King Pedro is a popular Canadian card game that’s derived from an American game known simply as Pedro; the word Pedro meaning Five. By its original rules, the 5 of trump is worth the most scoring points (five).
In most Americanized variants, the trump 5 is the Right Pedro, and the 5 of the same color the Left Pedro—also a trump worth the same five points. That game is commonly known as Double Pedro.
North of the 49th parallel, we play the game with similar rules, except that the King is the highest scoring card, worth a generous 30 points. Hence the name in Canada is King Pedro.

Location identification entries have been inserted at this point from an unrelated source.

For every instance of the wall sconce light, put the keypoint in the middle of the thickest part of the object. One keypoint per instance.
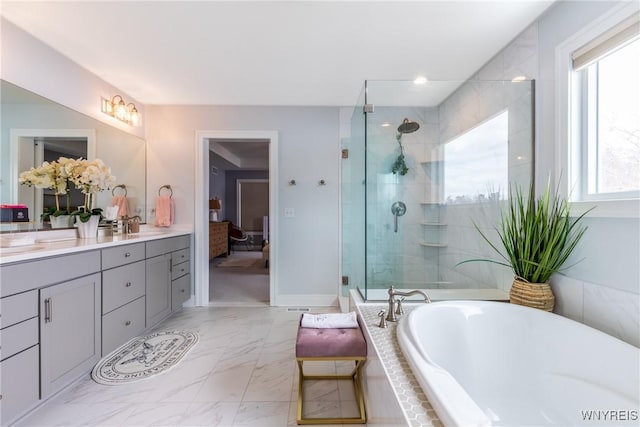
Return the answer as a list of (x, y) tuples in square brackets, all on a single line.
[(116, 107)]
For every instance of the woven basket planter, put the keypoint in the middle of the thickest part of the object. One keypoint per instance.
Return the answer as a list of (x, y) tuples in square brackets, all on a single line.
[(535, 295)]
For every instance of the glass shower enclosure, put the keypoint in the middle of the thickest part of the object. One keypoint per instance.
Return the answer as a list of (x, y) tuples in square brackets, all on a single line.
[(424, 165)]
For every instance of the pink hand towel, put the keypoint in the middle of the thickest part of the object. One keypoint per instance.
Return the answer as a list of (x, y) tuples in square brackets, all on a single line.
[(164, 211), (122, 204)]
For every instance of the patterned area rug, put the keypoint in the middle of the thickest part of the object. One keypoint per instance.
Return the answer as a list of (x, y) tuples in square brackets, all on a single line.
[(143, 357)]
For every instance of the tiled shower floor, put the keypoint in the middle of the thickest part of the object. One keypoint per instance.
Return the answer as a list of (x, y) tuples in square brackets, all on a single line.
[(242, 372)]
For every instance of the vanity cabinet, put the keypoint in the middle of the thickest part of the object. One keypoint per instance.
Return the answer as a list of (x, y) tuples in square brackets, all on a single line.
[(167, 261), (123, 304), (180, 278), (158, 294), (69, 331), (60, 314)]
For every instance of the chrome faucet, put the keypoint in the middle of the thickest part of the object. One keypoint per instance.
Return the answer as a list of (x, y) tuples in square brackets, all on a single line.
[(392, 313)]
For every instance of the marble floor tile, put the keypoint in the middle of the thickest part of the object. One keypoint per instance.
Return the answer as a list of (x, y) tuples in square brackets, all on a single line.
[(157, 414), (263, 414), (242, 372), (78, 414), (217, 414)]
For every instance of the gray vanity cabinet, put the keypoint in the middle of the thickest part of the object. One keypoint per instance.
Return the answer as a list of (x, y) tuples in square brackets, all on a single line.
[(70, 341), (59, 315), (167, 276), (180, 278), (123, 304), (19, 354), (158, 293)]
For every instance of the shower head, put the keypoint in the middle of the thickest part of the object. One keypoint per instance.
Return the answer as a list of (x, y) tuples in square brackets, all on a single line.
[(408, 126)]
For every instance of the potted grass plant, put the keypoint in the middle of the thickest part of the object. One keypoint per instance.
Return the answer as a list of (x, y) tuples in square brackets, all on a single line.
[(538, 235)]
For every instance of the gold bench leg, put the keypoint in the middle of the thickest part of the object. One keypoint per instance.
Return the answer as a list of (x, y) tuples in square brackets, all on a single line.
[(355, 376)]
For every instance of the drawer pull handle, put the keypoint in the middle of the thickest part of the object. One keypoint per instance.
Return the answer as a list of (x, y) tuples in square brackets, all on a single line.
[(47, 310)]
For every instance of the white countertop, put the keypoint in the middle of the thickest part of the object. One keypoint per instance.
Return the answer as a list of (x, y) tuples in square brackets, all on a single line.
[(61, 242)]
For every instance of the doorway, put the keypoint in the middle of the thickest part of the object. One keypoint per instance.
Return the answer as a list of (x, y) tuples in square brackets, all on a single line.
[(225, 143)]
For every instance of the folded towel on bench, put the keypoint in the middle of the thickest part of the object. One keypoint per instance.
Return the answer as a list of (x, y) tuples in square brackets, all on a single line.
[(329, 320)]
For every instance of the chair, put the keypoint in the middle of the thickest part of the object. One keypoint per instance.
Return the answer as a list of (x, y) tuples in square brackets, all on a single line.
[(237, 235)]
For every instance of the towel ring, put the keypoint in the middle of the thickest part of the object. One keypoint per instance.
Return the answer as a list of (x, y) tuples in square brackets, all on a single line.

As stated above, the original game of Pedro was first developed in the United States—specifically in Denver, Colorado during he 1880s. Its most popular US variants are Cinch, Double Pedro and High Five. But King Pedro’s ancestral roots date back much further.
History of King Pedro Card Game
Pedro is a direct descendant of another US card game, Pitch (aka High Low Jack), which was taken from an old English card game known as All Fours. In fact, all of the above listed games are classified in the original ‘All Fours‘ card game genre, as are many other comparable variants.
In its earliest form, All Fours was a trick-catching card game designated for just two players. To this day, it’s still played in pubs all over England, and is especially popular on the islands of Trinidad and Tobago.
When English settlers brought it to the United States in the mid 1800’s, the rules were slowly adjusted to form a new game known as Pitch. Bidding was added to the format, which eventually altered the name to Auction Pitch. That game (under various titles) is still incredibly popular across parts of the US.
In its initial format, Pedro did not utilize partnerships. Anywhere from 4-7 players could take part; it was each man (or woman) for himself. There was no off-suit trump (Left Pedro), and only a single round of bidding took place. The Pedro wasn’t the highest scoring trump, either. That honor usually went to the 9, or “Sancho”, worth a respective nine points (known as Sancho Pedro). Other cards took on value in certain groups, including the 3 (three points), the Joker, or Snoozer, (15 points), and the Queen (20 points).
In Denver, Colorado, circa 1885, Double Pedro (aka Cinch, High Fives) was born. Partnerships were introduced, along with the Left Pedro and the second deal (9 cards to start, followed by auction, then 4 more cards per player before discarding to 6). The name ‘Cinch‘ was popularized by the strategic need for the third player to a trick to ‘cinch’ the trick by playing any trump higher than a 5, thereby preventing the fourth player from making a Pedro (stealing a trick with 5+ points).
King Pedro has been played in Canada for more than 100 years, and has been heavily influenced by Ukrainian-Canadian communities. In fact, there are two distinct versions of King Pedro played in the Great White North. There are the standard Canadian King Pedro rules, and Ukrainian-Canadian King Pedro rules. As is often the case with highly favored card games, a number of other rule variations are also utilized across different parts of Canada.